Close by the bridge, on the east side, is the terrace of the White Lion Inn, the bar attached to the Avon Gorge Hotel on Sion Hill, which offers fantastic panoramic views of the balloons (during the Bristol International Balloon Fiesta) and the suspension bridge. The east side of the Avon Gorge tumbles down into the Georgian grandeur, crescents and terraces of Clifton, full of coffee shops, delicatessens and other artisan-themed stores.
Although the Industrial Museum is closed for restoration and reincarnation into the Museum of Bristol, with a scheduled opening of 2011, classic tourist sights in Bristol abound. I made my way first to the Empire and Commonwealth Museum, housed in part of the historic Grade 1-listed terminus building of Temple Meads. The station should not be overlooked: with its cast-iron spans and gothic forecourt, this is one of the great Victorian train sheds. The museum is home to powerful and sometimes moving accounts of life around the world in the days of colonial rule.
A short stroll away lies St Mary Redcliffe, Bristol’s most impressive church, despite being now marooned by busy thoroughfares. Entering the church via the north portal, I was struck by the 14th century intricate hexagonal design. A volunteer at hand explained that, intriguingly, the design is similar to those in mosques and courtyards in Yemen, and hints at ancient sea trade connections between Bristol and the Middle East. In the churchyard lies the grave of the church cat that died in 1927.
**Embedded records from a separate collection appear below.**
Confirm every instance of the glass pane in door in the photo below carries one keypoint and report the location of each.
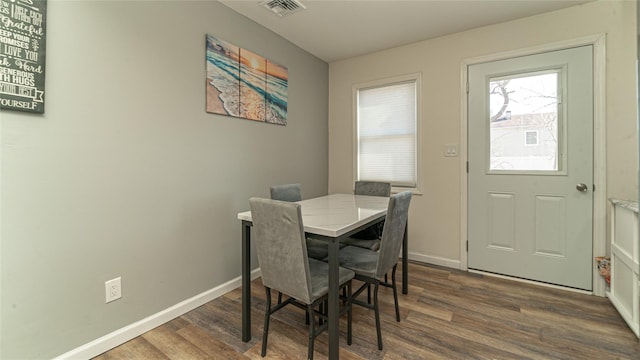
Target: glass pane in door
(523, 123)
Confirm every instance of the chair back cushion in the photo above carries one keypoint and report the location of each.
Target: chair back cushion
(281, 247)
(372, 188)
(393, 232)
(287, 192)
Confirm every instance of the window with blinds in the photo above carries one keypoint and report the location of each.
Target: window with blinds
(386, 122)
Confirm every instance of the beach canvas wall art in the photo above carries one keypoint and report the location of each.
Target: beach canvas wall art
(243, 84)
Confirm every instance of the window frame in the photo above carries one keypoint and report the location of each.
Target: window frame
(415, 78)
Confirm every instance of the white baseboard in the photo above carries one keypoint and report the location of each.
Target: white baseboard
(122, 335)
(434, 260)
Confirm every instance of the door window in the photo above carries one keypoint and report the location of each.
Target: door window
(524, 123)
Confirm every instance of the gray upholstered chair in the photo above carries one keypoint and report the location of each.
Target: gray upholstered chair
(282, 255)
(369, 238)
(371, 266)
(316, 249)
(286, 192)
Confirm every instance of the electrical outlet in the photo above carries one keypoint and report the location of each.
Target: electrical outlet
(113, 289)
(451, 150)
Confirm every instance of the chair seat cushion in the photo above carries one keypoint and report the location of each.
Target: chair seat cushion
(319, 271)
(373, 245)
(360, 260)
(369, 233)
(317, 249)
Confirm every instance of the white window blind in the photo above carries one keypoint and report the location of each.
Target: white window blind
(386, 131)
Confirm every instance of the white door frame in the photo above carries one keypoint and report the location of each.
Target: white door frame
(599, 141)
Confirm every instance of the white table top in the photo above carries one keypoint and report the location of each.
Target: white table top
(337, 214)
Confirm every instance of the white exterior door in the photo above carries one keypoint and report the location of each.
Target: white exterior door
(531, 167)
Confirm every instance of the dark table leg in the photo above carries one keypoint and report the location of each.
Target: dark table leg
(405, 259)
(246, 281)
(334, 344)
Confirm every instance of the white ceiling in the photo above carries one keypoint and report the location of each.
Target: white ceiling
(338, 29)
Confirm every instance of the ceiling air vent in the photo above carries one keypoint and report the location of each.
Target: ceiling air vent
(283, 7)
Bristol’s historic legacy is enthralling, if not always positive. For more than 100 years, Bristol was a key port in the triangular slave trade. Arms, alcohol and textiles were shipped from the city to the west coast of Africa, where they were traded for slaves. The boats then took their human cargo across the Atlantic to the plantations, where they filled their holds with sugar, molasses and tobacco to be shipped to Bristol. Between 1698 and 1807 more than 2,100 slaving ventures sailed from Bristol. Very few slaves ever came to Bristol – except as trophy exhibits to demonstrate the “civilising” philanthropy of the sugar merchant.
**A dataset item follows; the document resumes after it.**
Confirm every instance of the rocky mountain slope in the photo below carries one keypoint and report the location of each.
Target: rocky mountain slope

Curious to learn more, I walked up Park Street, a steep road full of distinctive local shops, to find the Georgian House on Great George Street. This is the 18th century former home of John Pinney, a slaver who earned his fortune from sugar plantations in the West Indies. It's so beautifully restored, with period furniture, you’d be forgiven for thinking Pinney has just stepped out to check on the progress of his ships. A sobering display on the second floor outlines Pinney’s views on the slave trade: “It’s as impossible for a man to make sugar without slaves, without the assistance of Negroes as to make bricks without straw.”
Bristol has moved on, thankfully, since those days. Heading back downhill, I came to the redeveloped floating harbour, which can now be crossed by Pero’s bridge, named for an18th century slave brought to Bristol from the Caribbean as a houseboy. Waterside cafés abound here, and it seemed the ideal place to hop on the city’s water taxi service – a rarity in Britain – back to Temple Meads. On the way, the ferry passed old deserted dock houses that are home to sparrowhawks and fig trees brought back by sailors from Asia and the Mediterranean. Perhaps Bristol does warrant that title of the UK’s greenest city after all.